Transport routier : la croissance passe la seconde

Si certains pans de l’économie hexagonale connaissent des jours moroses, conséquence notamment du mouvement des Gilets Jaunes, ce n’est pas le cas du transport routier. Le domaine devrait connaître une nouvelle hausse de 3,1 % de ses effectifs sur un an une fois les chiffres de l’année 2018 révélés. En employant ainsi plus de 723 000 salariés selon le dernier rapport de l’OPTL (Observatoire prospectif des métiers et des qualifications dans les transports et la logistique).

Cette augmentation annuelle du personnel vient s’inscrire à la suite d’une précédente hausse puisque le nombre de salariés du secteur avait déjà progressé de 2,6 % entre 2016 et 2017 pour atteindre les 701 400 salariés, franchissant alors le seuil historique des 700 000. Une dynamique enclenchée depuis 2013 mais qui rencontre désormais un nouvel obstacle : le manque de candidats formés.

Marchandises et passagers embauchent

Qu’il s’agisse du transport de marchandises, du transport de passagers, du déménagement ou des ambulances, les employeurs peinent à embaucher des conducteurs. Ces derniers représentent d’ailleurs le principal de la masse salariale. Mais les besoins concernent également d’autres postes comme les gestionnaires, les mécaniciens, les électriciens ou encore les contrôleurs.

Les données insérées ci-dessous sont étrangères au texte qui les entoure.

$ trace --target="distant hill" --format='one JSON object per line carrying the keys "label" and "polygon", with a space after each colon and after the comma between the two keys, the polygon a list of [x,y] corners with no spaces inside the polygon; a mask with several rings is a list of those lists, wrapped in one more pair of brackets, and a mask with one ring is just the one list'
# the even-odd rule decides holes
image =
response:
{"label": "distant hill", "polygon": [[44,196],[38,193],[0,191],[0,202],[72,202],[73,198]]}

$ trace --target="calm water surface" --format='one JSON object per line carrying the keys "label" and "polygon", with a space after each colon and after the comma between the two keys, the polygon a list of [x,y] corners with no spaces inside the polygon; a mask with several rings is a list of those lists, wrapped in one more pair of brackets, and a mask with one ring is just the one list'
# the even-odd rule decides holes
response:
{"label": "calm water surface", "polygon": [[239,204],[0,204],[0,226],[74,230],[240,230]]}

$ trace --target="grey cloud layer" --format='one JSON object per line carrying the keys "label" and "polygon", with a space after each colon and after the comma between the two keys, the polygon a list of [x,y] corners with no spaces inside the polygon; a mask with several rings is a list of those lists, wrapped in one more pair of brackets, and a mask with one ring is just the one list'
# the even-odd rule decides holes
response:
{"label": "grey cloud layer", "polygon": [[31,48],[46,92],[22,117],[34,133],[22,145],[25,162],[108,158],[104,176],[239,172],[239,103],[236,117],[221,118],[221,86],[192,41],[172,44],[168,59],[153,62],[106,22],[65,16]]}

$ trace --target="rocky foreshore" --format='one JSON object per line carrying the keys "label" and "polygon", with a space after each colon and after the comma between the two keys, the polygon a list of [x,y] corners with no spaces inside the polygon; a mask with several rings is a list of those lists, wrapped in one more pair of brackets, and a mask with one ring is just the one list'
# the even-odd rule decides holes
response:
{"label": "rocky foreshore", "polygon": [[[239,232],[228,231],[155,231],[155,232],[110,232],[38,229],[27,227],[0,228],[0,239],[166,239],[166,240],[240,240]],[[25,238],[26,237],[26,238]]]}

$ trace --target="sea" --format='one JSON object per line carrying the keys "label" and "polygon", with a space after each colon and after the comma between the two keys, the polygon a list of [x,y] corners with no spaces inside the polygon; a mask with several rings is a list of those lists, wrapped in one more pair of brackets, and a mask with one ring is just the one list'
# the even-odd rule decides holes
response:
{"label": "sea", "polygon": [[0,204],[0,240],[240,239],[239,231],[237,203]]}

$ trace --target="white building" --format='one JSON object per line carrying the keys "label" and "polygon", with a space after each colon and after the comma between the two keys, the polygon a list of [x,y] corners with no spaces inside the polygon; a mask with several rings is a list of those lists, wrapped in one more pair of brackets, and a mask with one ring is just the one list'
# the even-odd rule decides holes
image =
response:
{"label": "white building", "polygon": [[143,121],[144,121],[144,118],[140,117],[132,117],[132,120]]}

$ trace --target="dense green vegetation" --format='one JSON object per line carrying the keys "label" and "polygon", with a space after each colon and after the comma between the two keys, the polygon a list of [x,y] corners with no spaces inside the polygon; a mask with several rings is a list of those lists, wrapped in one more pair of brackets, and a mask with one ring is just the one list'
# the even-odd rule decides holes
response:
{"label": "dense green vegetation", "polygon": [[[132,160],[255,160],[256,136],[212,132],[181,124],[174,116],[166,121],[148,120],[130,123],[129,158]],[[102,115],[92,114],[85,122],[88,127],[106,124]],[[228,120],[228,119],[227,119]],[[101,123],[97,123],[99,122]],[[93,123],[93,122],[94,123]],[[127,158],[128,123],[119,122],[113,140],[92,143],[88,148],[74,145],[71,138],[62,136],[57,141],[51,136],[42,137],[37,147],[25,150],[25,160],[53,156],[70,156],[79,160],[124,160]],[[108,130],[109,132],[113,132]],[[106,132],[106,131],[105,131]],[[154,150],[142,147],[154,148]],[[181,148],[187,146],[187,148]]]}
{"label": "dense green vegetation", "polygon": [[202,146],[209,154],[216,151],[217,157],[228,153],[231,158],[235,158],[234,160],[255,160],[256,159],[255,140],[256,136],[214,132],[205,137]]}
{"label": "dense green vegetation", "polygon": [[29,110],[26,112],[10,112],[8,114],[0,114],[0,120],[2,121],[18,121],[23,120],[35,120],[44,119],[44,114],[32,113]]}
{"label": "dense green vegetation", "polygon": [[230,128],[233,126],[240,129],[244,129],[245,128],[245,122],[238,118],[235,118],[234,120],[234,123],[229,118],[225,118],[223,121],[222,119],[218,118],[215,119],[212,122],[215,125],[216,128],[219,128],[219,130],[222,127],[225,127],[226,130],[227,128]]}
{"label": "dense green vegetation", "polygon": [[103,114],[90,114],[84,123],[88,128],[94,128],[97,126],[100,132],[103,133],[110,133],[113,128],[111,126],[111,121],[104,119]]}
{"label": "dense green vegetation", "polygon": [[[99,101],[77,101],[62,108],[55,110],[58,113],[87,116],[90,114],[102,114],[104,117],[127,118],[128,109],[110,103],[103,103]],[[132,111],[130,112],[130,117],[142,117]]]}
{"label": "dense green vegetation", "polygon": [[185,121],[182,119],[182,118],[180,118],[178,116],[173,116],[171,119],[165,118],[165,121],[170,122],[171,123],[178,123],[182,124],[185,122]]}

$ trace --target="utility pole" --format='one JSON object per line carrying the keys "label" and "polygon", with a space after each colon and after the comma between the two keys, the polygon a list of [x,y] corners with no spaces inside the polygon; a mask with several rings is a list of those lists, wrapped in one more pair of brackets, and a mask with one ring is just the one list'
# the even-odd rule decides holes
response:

Selon un sondage commandé par l’OPTL, sur 2 600 entreprises, 43 % d’entre elles ont reconnu avoir eu des difficultés à réaliser leur recrutement au cours de l’année 2018. Une hausse de 10 points par rapport à 2017.

Dans le même temps,  plus de 600 000 demandeurs d’emploi sont recensés dans ce même secteur du transport et de la logistique, toujours selon l’OPTL. Pourquoi offres et demandes ne se rencontrent-elles pas ? Les demandeurs d’emploi en question ne disposent généralement pas des qualifications requises pour les postes proposés.

La formation en question

Toutefois, les acteurs du secteur ont bien conscience du problème et s’attellent à le résoudre en développant massivement la formation des nouvelles recrues. Lesquelles sont très souvent embauchées en CDI. De plus, pour attirer les candidats, entreprises et collectivités tentent de valoriser ces métiers de la logistique et du transport, pas toujours reconnus ni même connus. Parmi les avantages mis en avant, la flexibilité des conditions de travail (vacances scolaires pour le ramassage scolaire par exemple), le contact humain ou encore la perméabilité entre les différents types de transport.

Quant à la rémunération, un conducteur de car débutera avec un salaire compris entre 1150€ et 1370€ net par mois. Un montant qui ne comprend pas les diverses primes pour la conduite de nuit ou le dimanche. Ne serait-ce que sur le site de Pôle emploi, les annonces concernant ces postes en logistique ne manquent pas.